Les e-sportifs d’élite sont-ils reconnus légalement?
Mon fils joue toute la journée aux jeux vidéo et il essaie de m’expliquer qu’il s’entraîne comme le ferait tout sportif de haut niveau! Il me parle de compétition en ligne, cash prize et autres termes qui m’échappent complètement. Selon ses explications, il serait actif dans l’e-sport… Est-ce que ça existe juridiquement?
D, Genève
L’e-sport ou sport électronique est la pratique compétitive des jeux vidéo, souvent dans un cadre structuré avec des tournois, des équipes et des cash prizes (une récompense donnée à un joueur pour avoir gagné une compétition). Contrairement au sport traditionnel, qui repose sur une activité physique intense, l’e-sport mobilise avant tout des compétences cognitives, stratégiques et de coordination motrice fine. Ces nouveaux sportifs utilisent principalement un ordinateur ou une console de jeux vidéo.

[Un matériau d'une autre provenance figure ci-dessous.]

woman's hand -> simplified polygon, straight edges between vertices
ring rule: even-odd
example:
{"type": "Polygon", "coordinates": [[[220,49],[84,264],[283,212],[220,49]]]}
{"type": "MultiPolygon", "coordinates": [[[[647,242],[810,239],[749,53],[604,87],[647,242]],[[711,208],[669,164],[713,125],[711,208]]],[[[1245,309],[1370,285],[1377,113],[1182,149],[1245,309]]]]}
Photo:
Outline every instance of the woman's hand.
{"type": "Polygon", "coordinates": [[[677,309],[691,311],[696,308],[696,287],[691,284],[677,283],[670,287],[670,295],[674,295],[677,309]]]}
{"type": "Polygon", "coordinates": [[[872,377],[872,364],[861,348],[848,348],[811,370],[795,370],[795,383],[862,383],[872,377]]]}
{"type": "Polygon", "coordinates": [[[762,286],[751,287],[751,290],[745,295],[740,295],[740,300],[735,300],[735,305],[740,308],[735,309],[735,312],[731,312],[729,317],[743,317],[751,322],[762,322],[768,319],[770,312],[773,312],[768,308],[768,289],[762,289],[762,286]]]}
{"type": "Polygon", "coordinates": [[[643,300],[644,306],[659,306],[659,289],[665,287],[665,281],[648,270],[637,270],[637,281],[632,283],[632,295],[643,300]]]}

En Suisse, la distinction entre sport et e-sport est encore floue. L’Office fédéral du sport (OFSPO) ne reconnaît pas officiellement l’e-sport comme une discipline sportive au même titre que le football ou le tennis. La loi fédérale sur l’encouragement du sport (LESp) et son ordonnance reste muette sur le sujet. Toutefois, certaines organisations suisses, comme la Swiss Esports Federation (SESF), œuvrent pour une reconnaissance institutionnelle.
D’un point de vue juridique, cette absence de reconnaissance a des implications: les joueurs professionnels d’e-sport ne bénéficient pas des mêmes protections et soutiens que les athlètes classiques, comme les aides fédérales ou les statuts spécifiques en matière d’assurance sociale. En revanche, ils restent soumis aux règles générales du droit du travail et des contrats en cas de sponsoring ou de participation à des compétitions. Les contrats d’e-sport soulèvent également des questions en matière de droits d’image, de fiscalité et de réglementation des transferts de joueurs, qui s’inspirent souvent des procédés en vigueur dans le sport traditionnel.
Dans la pratique, l’e-sport est déjà structuré comme un sport, avec des ligues, des entraîneurs et des préparations intensives. Certains joueurs passent des heures à s’entraîner, tout comme les sportifs traditionnels, mais en mobilisant d’autres capacités: réflexes, concentration et prise de décision rapide.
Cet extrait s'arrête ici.